February 09, 2021
Facilities employee using a spray cleaner

Starting last summer, facilities staff have been streamlining cleaning processes to ensure they can clean classrooms between in-person classes while also maintaining cleanliness in residence halls and other areas on campus. 

University custodial staff are supported by contracted cleaners working the overnight shift. The contracted cleaners perform the traditional vacuuming, dusting, and floor cleaning of classrooms, offices, restrooms, and lounge areas in addition to disinfection overnight. During the day, custodial staff perform the traditional cleaning tasks as well as increased touchpoint cleaning in common areas in all working and living spaces on campus. Additionally, classrooms will be sanitized between classes.  


Sanitizing residential and classroom spaces to the degree the University aims to meet has required collaborative engineering and creative solutions. An established University vendor created a new spray nozzle designed to transform off-the-shelf sprayers used for paint into mist cleaners. With this device, staff are able to quickly move from room to room and apply a light mist of disinfectant. The EPA-registered disinfectant — vital oxide — leaves little to no residual odor and can clean a room the size of Gowan Auditorium (up to approximately 2,700 square feet) in approximately three minutes. 

For areas that are unable to be cleaned in the way a classroom is, the University has procured portable germicidal ultraviolet (GUV) units that emit UVC light energy from 200 to 280 nanometers (nm) — the established threshold for disinfection. 

“These units can supplement and improve the cleaning efficiency of select targeted spaces with high occupancy loads and/or other factors such as high-touch surfaces which may otherwise be difficult to clean using more traditional methods,” says Louis Alar, senior director of environmental health, safety, and risk management. “The use of these products eliminates the need to continually restock cleaning supplies and products” for heavily used areas that require frequent cleaning.  
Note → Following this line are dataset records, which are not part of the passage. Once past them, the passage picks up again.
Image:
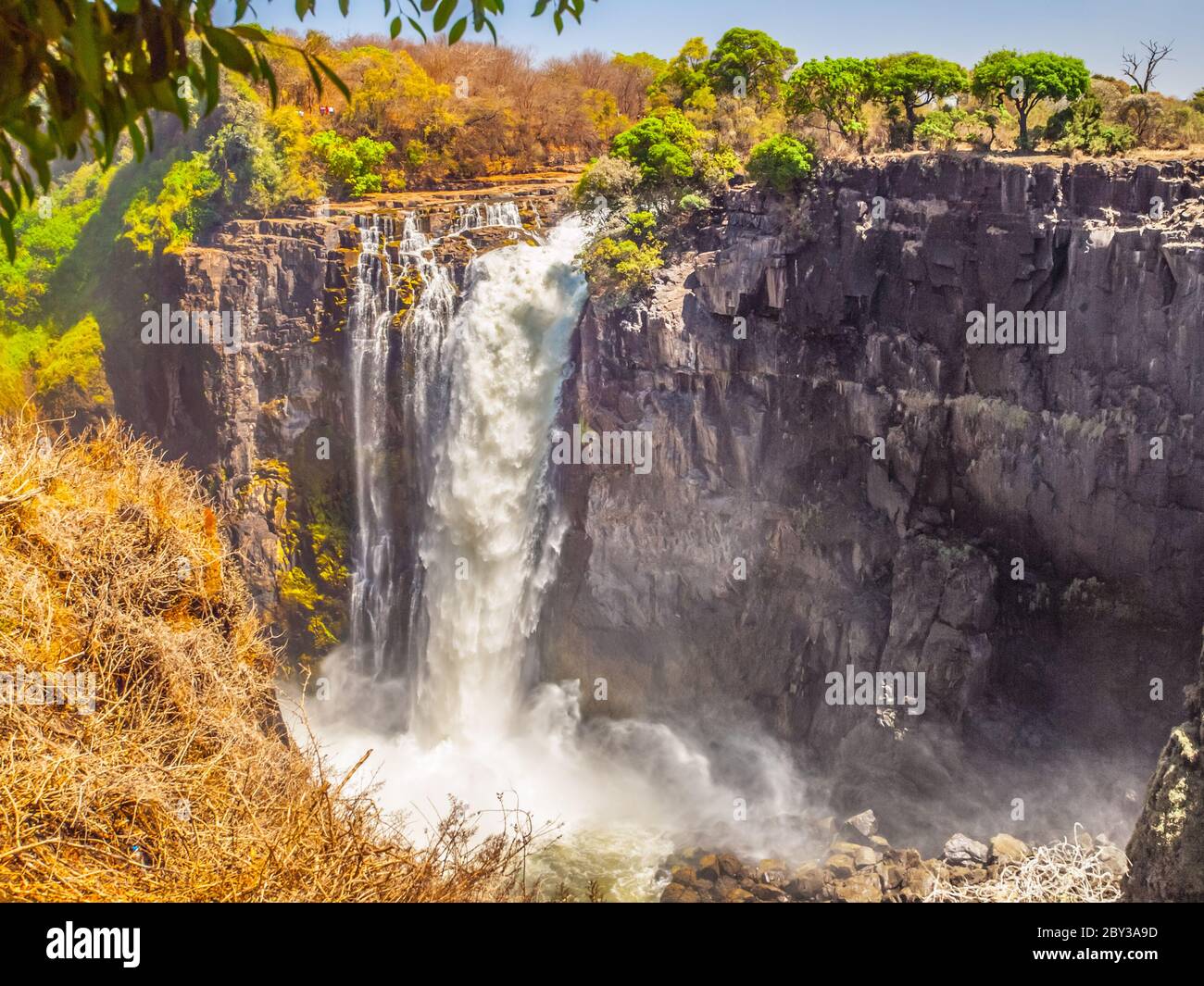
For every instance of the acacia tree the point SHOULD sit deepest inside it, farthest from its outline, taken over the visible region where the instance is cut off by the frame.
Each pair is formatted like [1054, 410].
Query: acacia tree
[683, 75]
[913, 80]
[83, 72]
[838, 88]
[1026, 80]
[753, 56]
Such spaces may include athletics facilities, Student Health Services exam rooms, music and drama performance spaces, and nursing labs. 

Air Quality

The University is closely monitoring the evolving guidance of the D.C. Department of Health, the Centers for Disease Control (CDC), the Environmental Protection Agency (EPA), and industry and professional organizations such as the American Society of Heating, Refrigeration, and Air Conditioning Engineers (ASHRAE).  

Experts agree that COVID-19 spreads mainly through close contact from person-to-person. Therefore, face coverings, physical and social distancing, hygiene, and surface cleaning are the most effective tools for risk mitigation. The University’s Return to Campus Plan includes all of these actions to reduce the risk of virus transmission.

There are some areas where experts’ statements differ and recommendations on air quality seemingly conflict. Some guidance is aimed at potentially reducing risk from the possibility that spread may also occur via airborne particles in indoor environments. For this reason, the Facilities team is actively evaluating indoor air quality conditions of all campus buildings with the support of consulting architects and engineers. As a result of this study, air ventilation and filtration improvements are complete in numerous locations across campus. The changes include the installation of mounted air handling equipment and portable air filtration units.   

Increasing ventilation with outdoor air and improving air filtration are among these recommendations. However, these methods must be carefully balanced so that implementing one improvement does not counteract with another; for example, upgrading to a filter grade that a particular system cannot accommodate could interfere with the system’s overall ventilation capacity.  

The guidance also recognizes that increasing ventilation with outside air may not always be possible or feasible; however, the effective rate of ventilation can be increased by limiting occupancy of indoor spaces.  

“Since the HVAC systems in our spaces vary in age and design, potential improvements to these are considered part of a larger strategy that includes the fundamentals of social distancing to reduce the occupancy load, wearing face coverings, increased surface cleaning, and frequent hand washing,” says University Architect Debra Nauta-Rodriguez.

Additional Measures for Classroom Safety

Every classroom on campus was studied this summer to determine how to rearrange seating in order to provide for the implementation of social distancing. In rooms with fixed seating, signs have been placed on seats that should not be used in order to provide at least 6 feet of space between students. 

There is now at least 10 feet of space from the front of the room to the first row of student seating for instructors to utilize for teaching. Should faculty want to teach behind a physical barrier, the University is currently procuring portable plexiglass barriers. 

As a result of the D.C. Mayor’s mask mandate, no student should arrive to a class without a mask. However, if they do, there will be masks available in each building for faculty to have on hand to offer to students.